Nuein siempre había amado los árboles al igual que su hermana, por lo cual adentrarse en el bosque no molestó, sin embargo Yahaan no se sentía a gusto, y a medida que transcurrían los días y las frutas que había recolectado antes se acababan, comenzaron a pasar hambre y sed y empezaron a temer.
Nuein, creo que debemos volver cuanto antes
Tú sabes que ya no tenemos casa y además en los bosques no hay maldad, sólo hemos tenido mala suerte- le respondió a Yahaan.
¡Pero Nuein, acá hay especies, que afuera de este bosque siempre están llenos de esas pequeñas frutas y cerezas, pero las que encontramos acá no dan nada!
Nuein sabía lo que quería decir su hermana y también sabía que eso no era natural, pues cuando Yahaan se había adelantado en el camino aprovechó de revisar mejor los arbustos y se dio cuenta de que alguien los había recolectado. Sus temores se acrecentaban en la noche pues escuchaba conversaciones que parecían crujidos a lo lejos pero siempre alrededor.

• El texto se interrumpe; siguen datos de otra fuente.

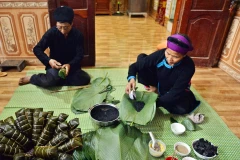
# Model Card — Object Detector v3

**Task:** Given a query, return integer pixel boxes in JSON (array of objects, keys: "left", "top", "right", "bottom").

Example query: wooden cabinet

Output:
[{"left": 95, "top": 0, "right": 112, "bottom": 15}]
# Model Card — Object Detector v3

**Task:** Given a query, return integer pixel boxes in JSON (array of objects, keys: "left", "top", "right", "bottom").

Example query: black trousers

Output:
[
  {"left": 136, "top": 53, "right": 200, "bottom": 115},
  {"left": 30, "top": 68, "right": 90, "bottom": 88}
]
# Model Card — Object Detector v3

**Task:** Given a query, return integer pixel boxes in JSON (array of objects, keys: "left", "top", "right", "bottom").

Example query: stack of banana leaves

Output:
[{"left": 0, "top": 108, "right": 83, "bottom": 160}]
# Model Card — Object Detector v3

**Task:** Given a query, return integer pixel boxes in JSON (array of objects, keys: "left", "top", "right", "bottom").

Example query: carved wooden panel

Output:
[
  {"left": 0, "top": 13, "right": 20, "bottom": 56},
  {"left": 173, "top": 0, "right": 234, "bottom": 67}
]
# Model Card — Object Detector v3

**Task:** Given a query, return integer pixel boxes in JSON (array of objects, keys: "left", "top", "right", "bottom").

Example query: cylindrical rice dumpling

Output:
[
  {"left": 68, "top": 118, "right": 79, "bottom": 130},
  {"left": 13, "top": 153, "right": 32, "bottom": 160},
  {"left": 0, "top": 133, "right": 21, "bottom": 148},
  {"left": 47, "top": 132, "right": 69, "bottom": 147},
  {"left": 58, "top": 113, "right": 69, "bottom": 123},
  {"left": 3, "top": 128, "right": 33, "bottom": 151},
  {"left": 55, "top": 122, "right": 69, "bottom": 135},
  {"left": 32, "top": 117, "right": 45, "bottom": 145},
  {"left": 15, "top": 108, "right": 32, "bottom": 137},
  {"left": 0, "top": 144, "right": 23, "bottom": 156},
  {"left": 58, "top": 152, "right": 73, "bottom": 160},
  {"left": 4, "top": 116, "right": 16, "bottom": 127},
  {"left": 25, "top": 108, "right": 34, "bottom": 128},
  {"left": 58, "top": 137, "right": 82, "bottom": 153},
  {"left": 36, "top": 116, "right": 58, "bottom": 146},
  {"left": 34, "top": 146, "right": 58, "bottom": 159},
  {"left": 69, "top": 128, "right": 82, "bottom": 138}
]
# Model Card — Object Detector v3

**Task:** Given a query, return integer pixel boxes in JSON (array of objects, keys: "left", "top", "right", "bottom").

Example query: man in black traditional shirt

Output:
[
  {"left": 19, "top": 6, "right": 90, "bottom": 87},
  {"left": 126, "top": 33, "right": 200, "bottom": 115}
]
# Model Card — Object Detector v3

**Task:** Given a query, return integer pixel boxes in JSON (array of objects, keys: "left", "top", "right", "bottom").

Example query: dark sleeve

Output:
[
  {"left": 68, "top": 32, "right": 84, "bottom": 69},
  {"left": 127, "top": 50, "right": 164, "bottom": 81},
  {"left": 33, "top": 29, "right": 53, "bottom": 66},
  {"left": 158, "top": 59, "right": 195, "bottom": 103}
]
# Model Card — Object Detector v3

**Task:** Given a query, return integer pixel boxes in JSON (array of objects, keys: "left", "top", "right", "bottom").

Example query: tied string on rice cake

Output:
[
  {"left": 55, "top": 122, "right": 69, "bottom": 136},
  {"left": 47, "top": 132, "right": 69, "bottom": 147},
  {"left": 15, "top": 108, "right": 32, "bottom": 138},
  {"left": 0, "top": 133, "right": 21, "bottom": 148},
  {"left": 3, "top": 128, "right": 34, "bottom": 151},
  {"left": 0, "top": 144, "right": 23, "bottom": 157},
  {"left": 36, "top": 116, "right": 58, "bottom": 146},
  {"left": 34, "top": 146, "right": 58, "bottom": 159}
]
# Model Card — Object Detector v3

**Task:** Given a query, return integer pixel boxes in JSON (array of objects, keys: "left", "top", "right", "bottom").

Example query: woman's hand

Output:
[
  {"left": 125, "top": 78, "right": 136, "bottom": 94},
  {"left": 62, "top": 64, "right": 70, "bottom": 76},
  {"left": 49, "top": 59, "right": 62, "bottom": 69}
]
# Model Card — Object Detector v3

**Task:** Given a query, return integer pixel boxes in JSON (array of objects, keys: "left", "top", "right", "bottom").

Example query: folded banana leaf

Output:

Sabía que algo andaba mal.
Un día la fortuna dejó de serles esquiva por un momento, y encontraron por fin alimento. Como si un único vástago de la tierra los amase y les diese sus regalos. Y más allá, en medio del bosque, encontraron lo que más anhelaban, agua, un hermoso estanque, quieto y cristalino, de aguas frías por la cercanía de la montaña. El primero en beber fue Nuein, y lo hizo largamente y luego comenzó a hacerlo Yahaan, pero su hermano no tardó en caer abatido de cara al lago, por lo que tuvo que rescatarlo como pudo.
Nuein estaba inconsciente pero aún en ese estado se le veía sufrir, Yahaan sin embargo, no había perdido el sentido pues no alcanzó a beber mucho, pero el dolor era evidente en su cuerpo y debió descansar esperando que este pasara y que su hermano se reincorporara. Al caer la noche Yahaan se sobresaltó pues la despertaban con brusquedad, creyó que era su hermano pero en cambio vio un ser de rasgos largos y duros, de apariencia verdosa y de piel áspera como la corteza de uno de los tantos árboles de la espesura. Su nombre era Jerkrej.
Jerkrej era un ingeo, que había vivido junto a su pueblo en ese bosque desde hace mucho tiempo. Su pueblo se había hecho parte del bosque y lo resguardaban. Estos ingeos conocían el mal del hombre y le explicó a Yahaan que ellos se había encargado de privarles del alimento para desalentarlos y que se fueran, sin embargo a él no le parecía que los hermanos fueran malos y había faltado a su labor y no había limpiado uno de los arbustos, para que ellos pudieran comer y no desfallecieran. Yahaan le agradeció mucho pero aún se mantenía preocupada por la salud de su hermano que incluso en sueños se retorcía del dolor. Lo que Yahaan no sabía era que Jerkrej hacía esto por amor hacia ella, pues él había sido el primero en ver a los hermanos llegar y había sido cautivado por su gracia y belleza, sin embargo, él no podía hacer nada para mejorar a Nuein del envenenamiento, pues sólo los sabios de su pueblo conocían el secreto, y el aún era un ingeo joven.
Luego de charlar Jerkrej tomó a Nuein sobre sus anchos hombros y lo cargó hasta el final del bosque, pues sabía que la vida de su amada corría peligro si permanecían ahí, aunque él también sabía que ya no podría volver pues se había convertido en un traidor. De esta forma el joven ingeo los llevó por entre los secretos caminos de la montaña hasta donde vivían los hombres, el pueblo de las nubes, que había sobrevivido a la cólera del diluvio. Sin embargo los tres fueron emboscados y Jerkrej perdió su vida a manos de un grupo de vigilantes que lo tomaron por una amenaza, y ni las lágrimas de Yahaan pudieron revivir a su salvador cuyo cuerpo veía perderse en la lejanía, mientras era llevada en custodia junto a su hermano, hacia el último pueblo de los humanos.